The DOH affirms that, all local boards should ascertain sufficient infection control arrangements within hospitals. This shows the necessity for detailed infection control standards of quality in organisational structures with unambiguous responsibility of the healthcare specialist together with the nurses. These ought to be considered in an approach that support inspection, observation, prevention and control of infection in a habitual manner in everyday care delivery (Pellowe et al., 2004). It is crucial to have a monitoring system to review the infection control operation, above all, this must includes maintenance of team awareness as regards infection control via professional development programmes and display of first-class practice through effective and ongoing audit programmes (Department of Health, 2000).

Data from "The Management and Control of Hospital Acquired Infection in Acute NHS Trusts in England" suggest 9% of patients have hospital-acquired infection leading to disability or death. Infection control in the hospital setting may save 1 billion pounds a year. About 30% of these infections can be prevented through clinical hygiene and infection control guidelines across the NHS (NAO, 2000).

An article by Pratt et al. (2007) talked about the national evidence-based guidelines for prevention of healthcare related infections in NHS Hospitals. These are model ethics for preventing HCAI including hospital environmental hygiene, use of personal protective equipment, thorough hand hygiene, safe use of sharps and their appropriate disposals, prevention of catheter associated infections, and measures to prevent infections from central venous catheters. These are broad principles of best practices that need to be incorporated into local practice guidelines in every hospital across NHS. Clinically effective measures for control of infections are essential to enhance safety (Pratt et al., 2007).
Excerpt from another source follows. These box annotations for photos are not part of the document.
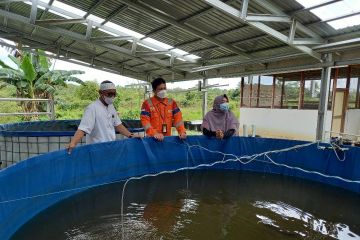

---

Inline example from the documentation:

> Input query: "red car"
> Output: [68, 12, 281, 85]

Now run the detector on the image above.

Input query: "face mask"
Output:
[104, 96, 115, 105]
[220, 103, 229, 112]
[156, 89, 166, 98]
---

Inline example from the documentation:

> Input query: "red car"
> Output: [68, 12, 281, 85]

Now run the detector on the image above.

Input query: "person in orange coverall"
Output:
[140, 78, 186, 141]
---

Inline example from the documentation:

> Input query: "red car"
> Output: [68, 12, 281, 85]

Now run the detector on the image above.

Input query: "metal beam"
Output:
[308, 11, 360, 26]
[289, 0, 343, 16]
[84, 0, 106, 18]
[35, 18, 87, 26]
[136, 51, 171, 57]
[119, 0, 251, 59]
[0, 39, 143, 79]
[190, 53, 304, 72]
[35, 2, 196, 62]
[246, 12, 291, 23]
[293, 38, 325, 45]
[0, 9, 184, 75]
[316, 54, 332, 141]
[90, 36, 134, 42]
[253, 0, 321, 38]
[205, 0, 321, 60]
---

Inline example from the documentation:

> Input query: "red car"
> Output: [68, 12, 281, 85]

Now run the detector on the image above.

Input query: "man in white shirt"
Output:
[67, 81, 138, 154]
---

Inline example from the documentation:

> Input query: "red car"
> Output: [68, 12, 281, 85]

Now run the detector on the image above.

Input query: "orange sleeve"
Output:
[172, 100, 186, 134]
[140, 101, 157, 137]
The codes of professional conduct itemised by the NMC delineate confidentiality, professional limitations and accountability, ethics and dignity, respect, culture, and safe health care environments (Asbridge, 2008). It is essential that all nurses are aware of these codes so they can give care within guidelines in harmony to the established professional standards to the clients in any care settings. From that viewpoint, NMC safeguard the people via professional guidelines that make sure nurses and midwives deliver highest standard of care (Nursing and Midwifery Council, 2008).
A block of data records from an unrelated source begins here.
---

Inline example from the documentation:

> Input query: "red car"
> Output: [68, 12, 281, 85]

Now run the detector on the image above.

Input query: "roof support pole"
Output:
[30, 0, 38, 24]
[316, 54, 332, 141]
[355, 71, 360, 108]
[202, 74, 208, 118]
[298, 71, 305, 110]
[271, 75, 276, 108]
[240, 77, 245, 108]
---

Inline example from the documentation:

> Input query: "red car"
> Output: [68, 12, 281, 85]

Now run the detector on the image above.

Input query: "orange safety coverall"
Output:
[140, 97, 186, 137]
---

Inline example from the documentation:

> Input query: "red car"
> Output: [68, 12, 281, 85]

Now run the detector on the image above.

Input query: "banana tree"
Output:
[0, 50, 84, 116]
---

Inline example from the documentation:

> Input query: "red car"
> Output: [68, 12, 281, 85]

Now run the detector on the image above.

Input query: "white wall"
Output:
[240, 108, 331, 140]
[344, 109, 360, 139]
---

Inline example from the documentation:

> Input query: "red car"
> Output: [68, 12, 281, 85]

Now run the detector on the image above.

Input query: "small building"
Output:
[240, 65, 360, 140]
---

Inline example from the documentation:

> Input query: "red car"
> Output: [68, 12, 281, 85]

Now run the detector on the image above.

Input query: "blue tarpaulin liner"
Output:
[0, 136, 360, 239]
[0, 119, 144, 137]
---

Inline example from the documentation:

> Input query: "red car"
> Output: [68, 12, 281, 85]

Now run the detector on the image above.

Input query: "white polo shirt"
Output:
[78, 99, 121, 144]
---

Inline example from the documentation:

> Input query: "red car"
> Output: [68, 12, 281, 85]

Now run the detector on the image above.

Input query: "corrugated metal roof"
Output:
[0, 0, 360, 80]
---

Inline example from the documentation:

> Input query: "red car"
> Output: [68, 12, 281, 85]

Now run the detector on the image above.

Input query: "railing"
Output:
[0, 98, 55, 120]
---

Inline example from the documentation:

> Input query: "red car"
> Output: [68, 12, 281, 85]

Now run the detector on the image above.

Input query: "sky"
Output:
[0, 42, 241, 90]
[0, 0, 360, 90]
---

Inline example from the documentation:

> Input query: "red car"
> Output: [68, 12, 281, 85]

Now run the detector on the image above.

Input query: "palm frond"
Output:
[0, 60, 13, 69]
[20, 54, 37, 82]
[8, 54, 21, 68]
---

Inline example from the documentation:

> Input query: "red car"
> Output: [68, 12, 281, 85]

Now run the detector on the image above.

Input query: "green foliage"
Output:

Broadly, NHS care is dispensed through diverse care settings. These include hospitals for instance, community hospitals, GP surgeries, NHS and private; nursing homes and residential care facilities, like patient homes. It is the hope of every patient receiving healthcare that the environment of care delivery should be clean and safe and that is the reason behind yearly assessment performed by Patient Environment Action Team (PEAT) on every NHS hospital and inpatient care facilities to rate them. PEAT consists of representatives of all class of healthcare specialists and domestic service managers and public (Green et al., 2006).

Contemporary nursing task is evidence based (Haynes, 2004). This is a tactic to care provision through analytical appraisal of study findings. It is typical that nurses employ a methodical and analytical approach to the medical care problems and solve them through reflection, exploration, and recognition of evidence from research literature.
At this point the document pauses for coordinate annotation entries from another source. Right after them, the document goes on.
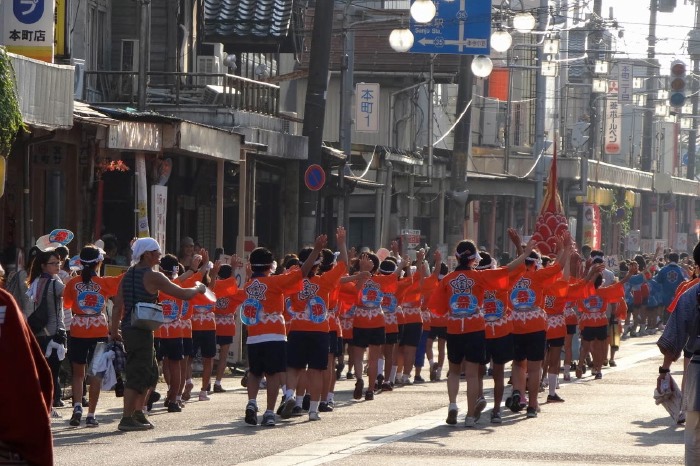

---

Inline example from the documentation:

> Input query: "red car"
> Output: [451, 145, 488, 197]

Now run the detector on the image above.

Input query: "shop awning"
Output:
[8, 53, 75, 130]
[163, 121, 243, 162]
This supportive commentary pinpoints the national and local policies affecting health and social care in adult nursing in relation to infection control which have been highlighted in the A5 leaflet, designed to give an insight to the community about improvement of adult nursing professional standards while discerning the values of healthcare. The model of professionalism as stipulated by the MNC professional code of conduct in respect to infection control in the hospital environment to provide safe healthcare delivery has been discussed alongside the roles played by NICE and PEAT in offering clinical guidelines and care environment audit.